To prevent unauthorized access to MinIO URL, we will add a following code in NGINX for MinIO API, which will restrict access based on the application’s referer.

![](https://cdn.hashnode.com/res/hashnode/image/upload/v1693465041229/548019a2-f248-4ec1-9fa6-52183bd375fd.png align="center")

```nginx
# nginx_api.conf

map $http_referer $is_valid_referer {
    default                         0;
    "~^http://localhost:8080/"      1;
    "~^https://my-app-domain.com/"  1;
}

server {
   
   //  rest of code
   
   location / {
        if ($is_valid_referer = 0) {
            return 403;
        }
    
    //  rest of code
   
   }
}
```

In the **nginx\_api.conf** file, the '**map**' block is defined outside the '**server**' block.
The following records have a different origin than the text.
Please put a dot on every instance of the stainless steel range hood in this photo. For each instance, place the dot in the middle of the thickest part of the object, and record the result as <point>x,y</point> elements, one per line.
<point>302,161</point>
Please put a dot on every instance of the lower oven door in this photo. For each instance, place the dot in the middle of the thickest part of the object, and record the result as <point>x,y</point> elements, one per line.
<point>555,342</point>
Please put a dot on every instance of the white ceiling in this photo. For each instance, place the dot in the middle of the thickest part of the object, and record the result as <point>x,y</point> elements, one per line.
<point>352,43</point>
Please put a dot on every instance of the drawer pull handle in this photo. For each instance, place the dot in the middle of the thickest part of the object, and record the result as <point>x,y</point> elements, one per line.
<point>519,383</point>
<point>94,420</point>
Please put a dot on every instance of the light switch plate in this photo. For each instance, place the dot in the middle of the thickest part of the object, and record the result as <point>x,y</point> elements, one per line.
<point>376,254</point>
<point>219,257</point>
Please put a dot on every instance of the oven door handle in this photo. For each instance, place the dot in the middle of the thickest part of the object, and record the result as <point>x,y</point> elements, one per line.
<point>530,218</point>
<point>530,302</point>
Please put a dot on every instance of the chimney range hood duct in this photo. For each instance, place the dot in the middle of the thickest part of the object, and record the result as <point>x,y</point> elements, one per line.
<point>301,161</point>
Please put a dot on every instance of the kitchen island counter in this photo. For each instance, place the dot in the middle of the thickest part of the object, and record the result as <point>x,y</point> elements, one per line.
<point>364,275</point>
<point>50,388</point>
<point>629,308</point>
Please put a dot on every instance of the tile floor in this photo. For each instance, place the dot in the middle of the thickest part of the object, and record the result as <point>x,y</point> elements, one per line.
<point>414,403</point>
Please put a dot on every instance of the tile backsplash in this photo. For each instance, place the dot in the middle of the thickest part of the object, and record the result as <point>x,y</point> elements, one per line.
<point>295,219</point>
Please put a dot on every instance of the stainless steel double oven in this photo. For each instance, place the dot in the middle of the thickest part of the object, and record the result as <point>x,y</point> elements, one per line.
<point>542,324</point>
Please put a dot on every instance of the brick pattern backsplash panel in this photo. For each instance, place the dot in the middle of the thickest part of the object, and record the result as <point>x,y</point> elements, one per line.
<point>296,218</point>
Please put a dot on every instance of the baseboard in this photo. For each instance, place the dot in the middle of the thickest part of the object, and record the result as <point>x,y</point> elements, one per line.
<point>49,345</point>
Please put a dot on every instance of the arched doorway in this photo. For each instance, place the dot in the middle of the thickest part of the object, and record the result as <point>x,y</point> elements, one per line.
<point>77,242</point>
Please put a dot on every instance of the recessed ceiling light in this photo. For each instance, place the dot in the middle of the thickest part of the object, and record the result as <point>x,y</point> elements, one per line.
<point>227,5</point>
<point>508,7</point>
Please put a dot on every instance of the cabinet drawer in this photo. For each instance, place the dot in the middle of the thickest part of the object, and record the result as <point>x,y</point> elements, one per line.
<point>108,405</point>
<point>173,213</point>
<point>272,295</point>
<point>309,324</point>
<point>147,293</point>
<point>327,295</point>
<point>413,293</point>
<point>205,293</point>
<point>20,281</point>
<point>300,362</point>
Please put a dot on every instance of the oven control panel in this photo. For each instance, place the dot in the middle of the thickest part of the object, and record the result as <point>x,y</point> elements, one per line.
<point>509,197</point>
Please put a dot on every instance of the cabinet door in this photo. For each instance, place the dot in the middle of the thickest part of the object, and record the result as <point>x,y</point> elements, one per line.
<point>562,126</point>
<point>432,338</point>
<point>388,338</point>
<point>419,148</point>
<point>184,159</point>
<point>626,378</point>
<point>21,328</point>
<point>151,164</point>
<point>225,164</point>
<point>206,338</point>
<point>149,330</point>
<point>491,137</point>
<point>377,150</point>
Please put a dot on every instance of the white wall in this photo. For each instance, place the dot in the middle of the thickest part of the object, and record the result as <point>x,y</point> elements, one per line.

It maps the '**http\_referer**' header to the '**$is\_valid\_referer**' variable. Here, we add all the valid referer URLs that can access the page.

Next, we use the '**if**' condition inside the **'location** **/**' block to check whether the referer is valid or not. If it is not valid, we will return a 403 Forbidden response, effectively denying access to MinIO for unauthorized clients.